Having gone 18 months without gambling, I feel okay and am able to see the huge mess that I made. I have dreadful remorse and disgust for behaving so selfishly but I know that I was not in control of myself. I do not excuse my behaviour, but I accept that I was in the grip of addiction. I thought I could handle it, but I couldn't.
I didn't want to accept all that I had done so I kept gambling. I was trying to win it all back, so I could finally make it all stop. But that never happened. I made it worse and couldn't see any way out except to gamble some more. I bet more than I ever thought possible. It was so easy to risk money that was just numbers on a screen. It didn’t feel like real money. The pressure was immense. It was all or nothing and I threw everything at gambling and came away with nothing but pain and debt.

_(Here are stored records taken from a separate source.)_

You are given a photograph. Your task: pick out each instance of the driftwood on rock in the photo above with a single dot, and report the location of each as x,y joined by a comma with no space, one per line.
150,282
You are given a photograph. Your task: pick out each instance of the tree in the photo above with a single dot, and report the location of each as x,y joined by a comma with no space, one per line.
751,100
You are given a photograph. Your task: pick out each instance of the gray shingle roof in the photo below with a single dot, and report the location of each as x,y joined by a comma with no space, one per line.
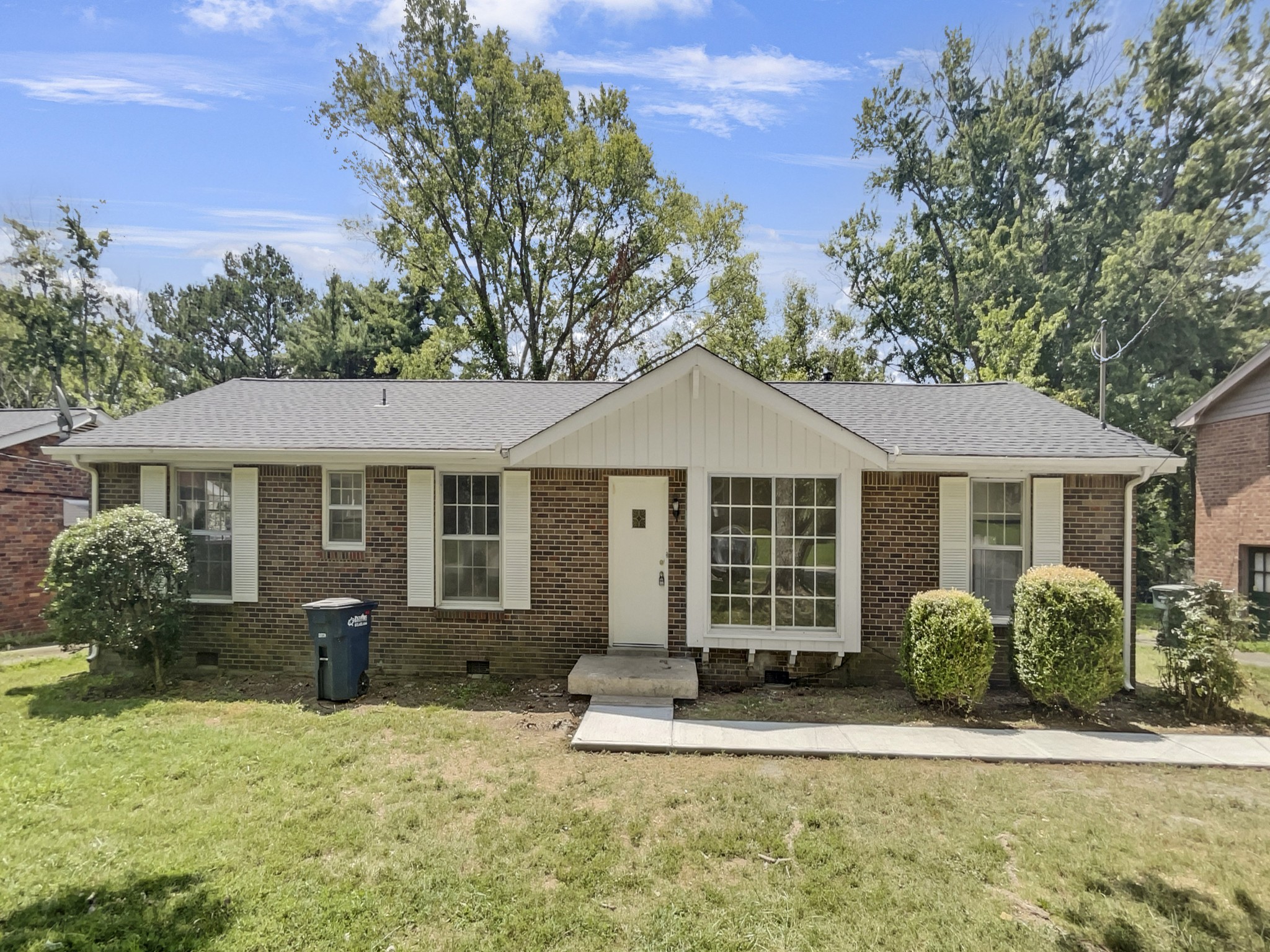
349,414
967,419
972,419
14,421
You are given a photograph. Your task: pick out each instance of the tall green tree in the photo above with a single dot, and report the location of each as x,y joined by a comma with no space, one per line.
562,250
61,324
352,328
818,342
233,325
1039,200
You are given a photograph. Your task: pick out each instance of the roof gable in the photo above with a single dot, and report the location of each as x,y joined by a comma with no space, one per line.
997,419
1254,374
459,415
23,425
675,415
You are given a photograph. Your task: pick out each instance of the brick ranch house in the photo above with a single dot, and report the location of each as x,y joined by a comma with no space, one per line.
1232,480
695,511
38,498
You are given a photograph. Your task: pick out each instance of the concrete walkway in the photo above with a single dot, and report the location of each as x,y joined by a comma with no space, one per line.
1258,659
649,725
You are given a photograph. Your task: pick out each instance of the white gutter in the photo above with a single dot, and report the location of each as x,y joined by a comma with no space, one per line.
92,475
1126,579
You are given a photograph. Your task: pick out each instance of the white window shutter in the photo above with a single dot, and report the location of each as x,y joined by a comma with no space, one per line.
244,523
516,539
420,518
956,532
1047,528
154,489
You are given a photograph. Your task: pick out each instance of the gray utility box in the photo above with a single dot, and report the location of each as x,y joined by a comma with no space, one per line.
340,631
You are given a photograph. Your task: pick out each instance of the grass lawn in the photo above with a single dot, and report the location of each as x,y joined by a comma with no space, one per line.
229,815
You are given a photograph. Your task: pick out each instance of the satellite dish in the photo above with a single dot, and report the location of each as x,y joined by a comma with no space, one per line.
65,420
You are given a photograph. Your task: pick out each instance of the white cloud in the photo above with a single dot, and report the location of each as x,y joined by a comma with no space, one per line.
824,162
139,79
100,90
238,15
906,56
531,19
721,116
314,243
693,68
733,86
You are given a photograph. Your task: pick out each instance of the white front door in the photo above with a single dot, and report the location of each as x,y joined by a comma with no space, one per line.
638,550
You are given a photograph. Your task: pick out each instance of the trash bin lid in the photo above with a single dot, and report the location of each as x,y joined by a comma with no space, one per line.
335,603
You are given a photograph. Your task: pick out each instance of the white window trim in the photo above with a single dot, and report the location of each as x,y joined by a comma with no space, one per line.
1025,530
438,495
771,631
173,501
326,511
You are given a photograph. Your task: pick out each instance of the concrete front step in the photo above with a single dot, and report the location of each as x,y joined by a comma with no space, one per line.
633,676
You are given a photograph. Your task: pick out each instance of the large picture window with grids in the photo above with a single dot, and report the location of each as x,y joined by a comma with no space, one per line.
774,551
469,537
997,542
203,508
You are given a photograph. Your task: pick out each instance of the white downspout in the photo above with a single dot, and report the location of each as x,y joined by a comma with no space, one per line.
92,475
1126,586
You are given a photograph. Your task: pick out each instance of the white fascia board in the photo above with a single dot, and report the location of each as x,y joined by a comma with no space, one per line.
178,456
1037,465
45,430
1191,415
50,430
721,369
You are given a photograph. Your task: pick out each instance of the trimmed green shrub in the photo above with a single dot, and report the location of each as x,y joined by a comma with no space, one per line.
1197,651
1067,637
118,579
946,648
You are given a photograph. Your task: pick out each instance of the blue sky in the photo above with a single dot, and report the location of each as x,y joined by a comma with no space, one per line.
190,117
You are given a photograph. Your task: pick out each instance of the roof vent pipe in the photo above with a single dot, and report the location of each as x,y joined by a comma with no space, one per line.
1127,578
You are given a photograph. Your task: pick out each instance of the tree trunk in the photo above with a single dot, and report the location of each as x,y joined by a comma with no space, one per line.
154,649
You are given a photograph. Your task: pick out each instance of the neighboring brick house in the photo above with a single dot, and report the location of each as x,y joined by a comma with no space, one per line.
1232,480
694,511
38,496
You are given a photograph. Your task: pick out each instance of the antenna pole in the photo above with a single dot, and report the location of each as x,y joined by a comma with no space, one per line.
1103,374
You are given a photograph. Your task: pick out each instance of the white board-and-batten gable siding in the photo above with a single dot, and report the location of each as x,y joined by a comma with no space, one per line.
723,431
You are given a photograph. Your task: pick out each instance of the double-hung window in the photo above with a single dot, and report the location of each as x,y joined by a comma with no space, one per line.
1259,571
774,552
996,542
346,509
470,537
203,509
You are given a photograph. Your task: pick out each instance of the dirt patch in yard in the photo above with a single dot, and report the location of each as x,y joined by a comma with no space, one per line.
526,699
1148,710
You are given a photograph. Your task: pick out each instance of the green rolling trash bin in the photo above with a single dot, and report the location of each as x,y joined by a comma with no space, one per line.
340,631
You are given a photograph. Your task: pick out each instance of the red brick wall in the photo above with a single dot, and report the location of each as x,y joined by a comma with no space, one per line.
900,517
1094,526
569,523
118,484
1232,496
901,553
32,488
571,576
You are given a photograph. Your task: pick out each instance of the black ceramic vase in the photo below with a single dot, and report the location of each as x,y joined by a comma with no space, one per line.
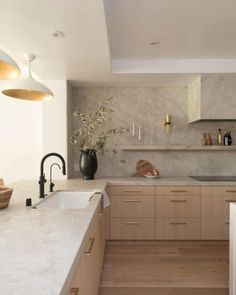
88,163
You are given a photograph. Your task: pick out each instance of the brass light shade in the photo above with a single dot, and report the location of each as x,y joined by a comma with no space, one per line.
29,88
8,67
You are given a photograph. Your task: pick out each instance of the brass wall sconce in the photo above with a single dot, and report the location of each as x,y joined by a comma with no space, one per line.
168,123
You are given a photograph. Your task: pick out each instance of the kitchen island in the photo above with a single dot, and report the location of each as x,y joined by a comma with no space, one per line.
38,247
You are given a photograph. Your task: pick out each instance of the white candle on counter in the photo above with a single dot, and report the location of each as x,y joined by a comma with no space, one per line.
139,132
168,118
133,129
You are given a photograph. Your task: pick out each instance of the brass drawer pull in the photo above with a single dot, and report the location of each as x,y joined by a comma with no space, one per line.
132,191
178,201
74,291
132,222
90,247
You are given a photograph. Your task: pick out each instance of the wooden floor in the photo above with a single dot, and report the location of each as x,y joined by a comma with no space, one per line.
165,268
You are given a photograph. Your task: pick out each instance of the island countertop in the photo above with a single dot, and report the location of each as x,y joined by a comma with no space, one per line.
38,246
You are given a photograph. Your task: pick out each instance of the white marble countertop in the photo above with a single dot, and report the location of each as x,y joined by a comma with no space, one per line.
162,181
38,246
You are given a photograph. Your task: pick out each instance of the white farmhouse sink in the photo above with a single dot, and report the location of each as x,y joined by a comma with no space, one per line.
66,200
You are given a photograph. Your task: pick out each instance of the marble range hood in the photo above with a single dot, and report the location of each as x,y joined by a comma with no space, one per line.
212,97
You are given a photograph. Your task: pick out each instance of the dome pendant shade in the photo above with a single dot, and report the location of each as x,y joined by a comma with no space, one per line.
8,67
29,88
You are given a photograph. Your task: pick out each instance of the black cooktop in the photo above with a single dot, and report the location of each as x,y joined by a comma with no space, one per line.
214,178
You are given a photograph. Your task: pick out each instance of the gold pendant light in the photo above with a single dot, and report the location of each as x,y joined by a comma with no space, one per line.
8,67
29,88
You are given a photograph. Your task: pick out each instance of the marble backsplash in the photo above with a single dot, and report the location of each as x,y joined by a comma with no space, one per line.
147,107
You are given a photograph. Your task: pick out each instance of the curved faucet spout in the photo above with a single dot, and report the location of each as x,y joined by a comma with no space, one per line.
42,178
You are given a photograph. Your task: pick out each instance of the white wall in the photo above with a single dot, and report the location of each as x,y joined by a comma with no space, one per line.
55,126
30,130
21,138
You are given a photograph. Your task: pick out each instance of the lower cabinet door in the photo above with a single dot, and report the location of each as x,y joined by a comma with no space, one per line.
132,229
215,229
178,229
86,277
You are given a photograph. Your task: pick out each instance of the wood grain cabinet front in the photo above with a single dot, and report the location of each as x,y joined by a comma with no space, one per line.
178,206
178,229
132,212
132,228
86,276
132,206
215,212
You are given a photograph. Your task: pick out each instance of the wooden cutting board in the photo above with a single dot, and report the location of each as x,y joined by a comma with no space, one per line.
143,167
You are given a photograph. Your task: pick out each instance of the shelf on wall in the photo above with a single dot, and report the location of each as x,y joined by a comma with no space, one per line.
177,148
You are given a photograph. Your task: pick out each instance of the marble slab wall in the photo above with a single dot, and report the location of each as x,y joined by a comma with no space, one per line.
147,107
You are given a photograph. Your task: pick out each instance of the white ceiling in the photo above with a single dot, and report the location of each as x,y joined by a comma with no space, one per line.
186,29
189,31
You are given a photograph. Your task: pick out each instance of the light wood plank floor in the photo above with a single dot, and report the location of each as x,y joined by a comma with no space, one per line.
165,268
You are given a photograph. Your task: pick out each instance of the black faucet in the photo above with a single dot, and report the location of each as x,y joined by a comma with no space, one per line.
51,184
42,178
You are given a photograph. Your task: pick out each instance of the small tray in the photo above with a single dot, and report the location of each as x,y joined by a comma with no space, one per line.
152,176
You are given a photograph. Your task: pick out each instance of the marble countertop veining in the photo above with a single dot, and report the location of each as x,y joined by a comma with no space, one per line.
38,246
163,181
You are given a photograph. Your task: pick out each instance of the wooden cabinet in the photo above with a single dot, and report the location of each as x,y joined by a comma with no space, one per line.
132,206
132,228
170,212
178,229
214,229
178,206
178,212
215,212
86,276
132,213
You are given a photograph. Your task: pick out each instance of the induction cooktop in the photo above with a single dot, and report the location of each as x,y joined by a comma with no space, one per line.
214,178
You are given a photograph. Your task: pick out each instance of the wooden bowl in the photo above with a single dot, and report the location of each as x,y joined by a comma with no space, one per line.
5,196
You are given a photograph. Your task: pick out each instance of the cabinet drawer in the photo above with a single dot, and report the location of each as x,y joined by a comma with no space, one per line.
132,229
129,190
227,201
216,206
178,206
214,229
132,206
213,206
219,190
178,229
178,190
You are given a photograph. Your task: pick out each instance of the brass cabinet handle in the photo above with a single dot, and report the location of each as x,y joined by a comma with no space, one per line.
228,201
178,201
132,191
90,247
74,291
132,222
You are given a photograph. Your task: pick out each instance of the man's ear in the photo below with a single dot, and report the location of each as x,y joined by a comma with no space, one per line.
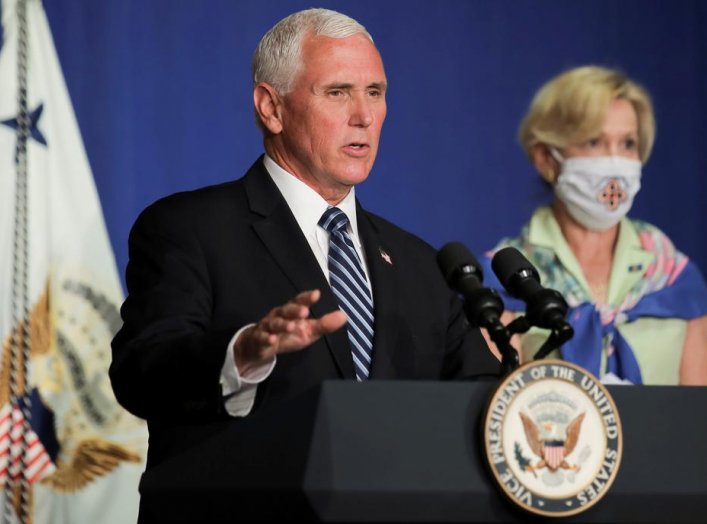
268,105
544,162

Now I have drawn a line and walked away from it. I face up to my mistakes and have to live with them however painful and I am severely depressed because of what I have caused to my family and myself. I can at least now think about a future without worrying what the day will bring for me, will I win...will I lose? Will I ruin Christmas? How will I mess this up today?? I have some control now but will have this disease for the rest of my life so will have to continue seeking help and assistance from those around me and from professionals. It won't just go away. I have to keep going as gambling will wait for me to be weak and then strike again. I have to stay focused and in control of this disease.
My advice to anyone who has stumbled across my story is that ‘the money is gone’. Face up to your mistakes. Don't keep digging yourself in deeper like I did. Draw a line, turn your back on gambling and walk away and most importantly, learn to forgive yourself. Because if you don't, your guilt will keep you making the same mistakes over and over again until you have nothing left, not even family. Gambling ruins more than just bank accounts.